Bulgaria to return its ambassador to Ankara within days – caretaker PM
Nadezhda Neynsky, Bulgaria’s ambassador to Turkey who was recalled to Sofia for consultations on March 16, will return to the Turkish capital within a day or two, caretaker Prime Minister Ognyan Gerdzhikov said on March 17.
Neynsky was at the Foreign Ministry, being debriefed on preparations in Turkey for voting in Bulgaria’s March 26 early parliamentary elections, and was being instructed on how to react in the event of conflict on election day, Gerdzhikov told reporters.
The recall of Neynsky was among the latest twists against a background of tensions between Sofia and Ankara following reports of Turkish government interference in Bulgaria’s parliamentary elections, in particular on behalf of Lyutvi Mestan’s DOST party.
While there has been a flare-up about this in recent days, the issue dates back some months. In February 2016, Bulgaria was reported to have expelled a Turkish consular official who, while his post involved social services, allegedly was intervening in religious affairs and also was alleged to be encouraging support for DOST.
At the time, Bulgaria’s expulsion of the Turkish consular official drew the response from Ankara of the Turkish government declaring a Bulgarian consular official persona non grata, reports said.

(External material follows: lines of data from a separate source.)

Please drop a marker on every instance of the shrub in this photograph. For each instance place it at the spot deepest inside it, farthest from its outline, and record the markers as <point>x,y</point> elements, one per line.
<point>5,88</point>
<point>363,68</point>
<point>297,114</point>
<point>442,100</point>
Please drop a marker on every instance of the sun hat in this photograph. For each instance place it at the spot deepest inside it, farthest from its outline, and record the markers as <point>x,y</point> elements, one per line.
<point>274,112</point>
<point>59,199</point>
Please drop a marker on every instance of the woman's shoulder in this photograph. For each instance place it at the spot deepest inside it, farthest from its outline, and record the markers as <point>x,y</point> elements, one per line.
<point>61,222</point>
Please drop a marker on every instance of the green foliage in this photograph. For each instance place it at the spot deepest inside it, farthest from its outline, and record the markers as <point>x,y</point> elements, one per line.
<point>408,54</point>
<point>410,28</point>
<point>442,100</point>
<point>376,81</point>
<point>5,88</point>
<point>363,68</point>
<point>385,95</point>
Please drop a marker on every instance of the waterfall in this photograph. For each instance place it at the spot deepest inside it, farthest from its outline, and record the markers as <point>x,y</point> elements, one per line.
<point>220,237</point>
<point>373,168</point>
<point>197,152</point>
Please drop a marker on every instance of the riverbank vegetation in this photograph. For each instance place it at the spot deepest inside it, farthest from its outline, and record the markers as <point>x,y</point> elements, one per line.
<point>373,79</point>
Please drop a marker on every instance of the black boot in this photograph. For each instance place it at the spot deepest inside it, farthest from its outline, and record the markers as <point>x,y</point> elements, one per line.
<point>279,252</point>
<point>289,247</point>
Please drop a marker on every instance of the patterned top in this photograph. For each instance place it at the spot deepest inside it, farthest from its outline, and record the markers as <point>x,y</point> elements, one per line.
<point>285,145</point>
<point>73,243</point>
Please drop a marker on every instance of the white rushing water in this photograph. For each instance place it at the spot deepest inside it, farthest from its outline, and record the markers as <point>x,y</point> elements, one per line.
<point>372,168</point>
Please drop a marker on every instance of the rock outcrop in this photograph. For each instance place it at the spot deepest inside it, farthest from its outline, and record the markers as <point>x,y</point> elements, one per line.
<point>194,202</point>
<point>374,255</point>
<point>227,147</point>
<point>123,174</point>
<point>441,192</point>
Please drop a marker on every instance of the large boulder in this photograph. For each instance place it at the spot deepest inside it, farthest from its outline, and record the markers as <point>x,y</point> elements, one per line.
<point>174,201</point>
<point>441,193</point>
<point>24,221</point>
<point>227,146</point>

March 2017 has seen a souring of relations between Bulgaria and Turkey because of reports of the Turkish cabinet minister calling for votes for DOST, a controversy over the Turkish ambassador in Sofia appearing in a DOST video, exchanges of sharp words between the foreign ministries of the two countries as the Turkish ambassador was summoned to the Foreign Ministry, and the recall of Neynsky from Ankara.
Unconfirmed reports on March 17 said that Bulgaria’s office of religious affairs, part of the Cabinet office, had held talks two days earlier with the Chief Mufti, spiritual leader of Bulgaria’s Muslim community. The talks, about which no public announcement was made, were held against the background of reports about Turkish interference in Bulgarian social and political life. Later on March 17, the Cabinet office said that these reports were entirely untrue.
Reportedly, Chief Mufti Mustafa Hadji is closely associated with Mestan, who used to be the leader of the Movement for Rights and Freedoms, before being ousted in late December 2015 because he publicly supported Ankara in its dispute at the time with Moscow over Turkey’s downing of a Russian military aircraft.
On March 17, Bulgaria’s State Agency for National Security announced that a Turkish individual was being expelled from Bulgaria because he had been deemed to be a threat to national security. The agency’s statement did not identify the individual nor give any further details.
Subsequent reports alleged that the person being expelled – and was now subject to a five-year ban on entering or residing in Bulgaria – was linked to the Diyanet, Turkey’s directorate of religious affairs.
The Diyanet has a sometimes controversial history in Bulgaria. In 2009, its chief was expelled from Bulgaria on the orders of the then-head of the State Agency for National Security, Petko Sertov.
On March 17, Bulgarian National Radio reported Gerdzhikov as saying that the expelled Turkish citizen had been involved in election canvassing. BNR said that a further three Turkish citizens were being expelled.
In Bulgaria’s March 26 2017 early parliamentary elections, the role of Turkey has become a headline item.
Nationalist parties have called for strong retaliation against Ankara, with United Patriots co-leader Valeri Simeonov having earlier dismissed the caretaker government’s response so far as “timid”. Other parties have called for limiting or shutting down polling stations in Turkey.
Officials in charge of preparations for the election have said that they expect large number of Bulgarian passport-holders to go to the polls in Turkey. The largest number of notices of intention to vote abroad came from Turkey.
By law, however, as a non-EU country, there may be no more than 35 polling stations opened in Turkey.
The deputy prime minister in charge of the government’s role in election preparations, Stefan Yanev, has said that it is possible that there may be large numbers of buses seeking to bring voters across the Turkish border into Bulgaria on election day.
The MRF, founded and led by Ahmed Dogan for decades, traditionally had its strongest support base among Bulgarians of Turkish ethnicity. Since setting up DOST, Mestan has been seeking to attract this electoral base to his party.